Blurring the distinction between monetary and fiscal policy and engaging in international income redistribution creates other risks as well. It poses a danger for the internal cohesion of the “Eurosystem”-- euro-jargon for the complex set of relationships binding national central banks and the ECB. The ECB justified its actions as a way of calming dysfunctional markets. Other Eurozone national central banks may find good reasons why their government bond markets are also “dysfunctional”. If other central banks are more sceptical, conflicts within the ECB’s governing structure could multiply. We may already have seen the start of this. The Bundesbank President did not support the Governing Council decision to buy Greek bonds – and he voiced his disagreement publicly.
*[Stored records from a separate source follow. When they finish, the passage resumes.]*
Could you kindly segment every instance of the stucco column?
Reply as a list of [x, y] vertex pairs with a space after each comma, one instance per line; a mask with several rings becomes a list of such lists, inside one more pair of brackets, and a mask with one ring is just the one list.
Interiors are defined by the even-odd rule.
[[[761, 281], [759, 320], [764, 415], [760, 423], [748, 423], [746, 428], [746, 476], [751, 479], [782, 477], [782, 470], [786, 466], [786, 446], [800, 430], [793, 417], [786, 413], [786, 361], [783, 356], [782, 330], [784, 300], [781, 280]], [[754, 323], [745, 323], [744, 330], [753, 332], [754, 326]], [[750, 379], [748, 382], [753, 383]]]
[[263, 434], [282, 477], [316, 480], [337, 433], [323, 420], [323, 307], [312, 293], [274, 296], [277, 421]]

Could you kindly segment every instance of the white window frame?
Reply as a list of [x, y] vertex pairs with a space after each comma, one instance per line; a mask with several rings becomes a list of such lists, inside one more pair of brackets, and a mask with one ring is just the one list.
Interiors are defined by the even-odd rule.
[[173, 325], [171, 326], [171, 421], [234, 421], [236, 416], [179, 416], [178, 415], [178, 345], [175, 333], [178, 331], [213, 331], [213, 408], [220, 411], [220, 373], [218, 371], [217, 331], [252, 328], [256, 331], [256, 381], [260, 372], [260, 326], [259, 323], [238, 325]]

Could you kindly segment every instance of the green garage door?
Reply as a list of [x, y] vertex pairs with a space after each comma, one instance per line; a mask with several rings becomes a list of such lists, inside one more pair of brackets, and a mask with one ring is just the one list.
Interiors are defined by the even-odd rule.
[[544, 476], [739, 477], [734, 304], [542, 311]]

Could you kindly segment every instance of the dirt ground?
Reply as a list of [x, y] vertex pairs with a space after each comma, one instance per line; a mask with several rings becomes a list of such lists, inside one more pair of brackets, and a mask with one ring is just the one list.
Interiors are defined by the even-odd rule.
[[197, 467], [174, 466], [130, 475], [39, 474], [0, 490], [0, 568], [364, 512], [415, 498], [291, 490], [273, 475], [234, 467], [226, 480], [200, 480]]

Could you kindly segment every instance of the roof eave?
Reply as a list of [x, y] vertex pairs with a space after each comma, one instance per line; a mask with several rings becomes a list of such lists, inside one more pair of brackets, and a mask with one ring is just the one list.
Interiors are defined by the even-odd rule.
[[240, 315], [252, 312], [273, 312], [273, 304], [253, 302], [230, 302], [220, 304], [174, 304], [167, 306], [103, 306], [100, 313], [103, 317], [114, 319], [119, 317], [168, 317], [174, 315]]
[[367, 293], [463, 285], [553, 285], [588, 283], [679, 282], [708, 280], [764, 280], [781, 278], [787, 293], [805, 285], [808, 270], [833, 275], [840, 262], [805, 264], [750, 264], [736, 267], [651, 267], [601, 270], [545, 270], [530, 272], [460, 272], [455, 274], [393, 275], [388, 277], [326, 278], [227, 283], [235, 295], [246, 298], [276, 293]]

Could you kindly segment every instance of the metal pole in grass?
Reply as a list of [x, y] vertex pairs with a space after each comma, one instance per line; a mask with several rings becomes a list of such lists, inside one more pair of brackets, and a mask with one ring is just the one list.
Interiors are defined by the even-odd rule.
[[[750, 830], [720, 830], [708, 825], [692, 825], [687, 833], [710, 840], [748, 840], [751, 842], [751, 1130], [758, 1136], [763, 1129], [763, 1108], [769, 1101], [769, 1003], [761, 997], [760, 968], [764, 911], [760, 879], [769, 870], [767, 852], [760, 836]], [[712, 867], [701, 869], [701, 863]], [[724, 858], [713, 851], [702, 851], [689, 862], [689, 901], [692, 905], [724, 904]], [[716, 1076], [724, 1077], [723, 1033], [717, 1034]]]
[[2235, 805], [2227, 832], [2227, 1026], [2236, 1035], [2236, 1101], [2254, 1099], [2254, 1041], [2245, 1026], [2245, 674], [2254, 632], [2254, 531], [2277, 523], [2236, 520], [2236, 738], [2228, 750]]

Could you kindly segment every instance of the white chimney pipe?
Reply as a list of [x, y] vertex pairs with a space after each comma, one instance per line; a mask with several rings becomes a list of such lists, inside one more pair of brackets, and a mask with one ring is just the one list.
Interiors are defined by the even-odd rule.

What if the ECB’s Greek debt goes bad?

This ECB manoeuvre has opened the door to unprecedented political risks. If the ECB’s bond holdings go bad, the ECB could require recapitalisation. The problem is that Germany, as the largest shareholder, would have to foot the biggest bill – and this would undoubtedly provoke another public backlash. Alternatively, if Eurozone members resisted recapitalisation, the bad debt would have to be monetised, thus eventually causing inflation. With these alternatives as the backdrop to the ECB’s purchases of government debt, it seems absolutely clear that these interventions will be temporary, limited in size, and a singular event.

References

Bordo, Michael D. and Lars Jonung (1999) The Future of EMU: What Does the History of Monetary Unions Tell Us? NBER Working Paper 7365, September.

European Commission (2010), Reinforcing economic policy coordination, Brussels.

Gros, Daniel and Thomas Mayer (2010), “Towards a Euro(pean) Monetary Fund”, Policy Brief 202, Centre for European Policy Studies (CEPS), Brussels, February.


1For instance, the Latin and Scandinavian monetary unions of the late 19th century eventually failed because member countries took recourse to monetary financing of government spending in World War I.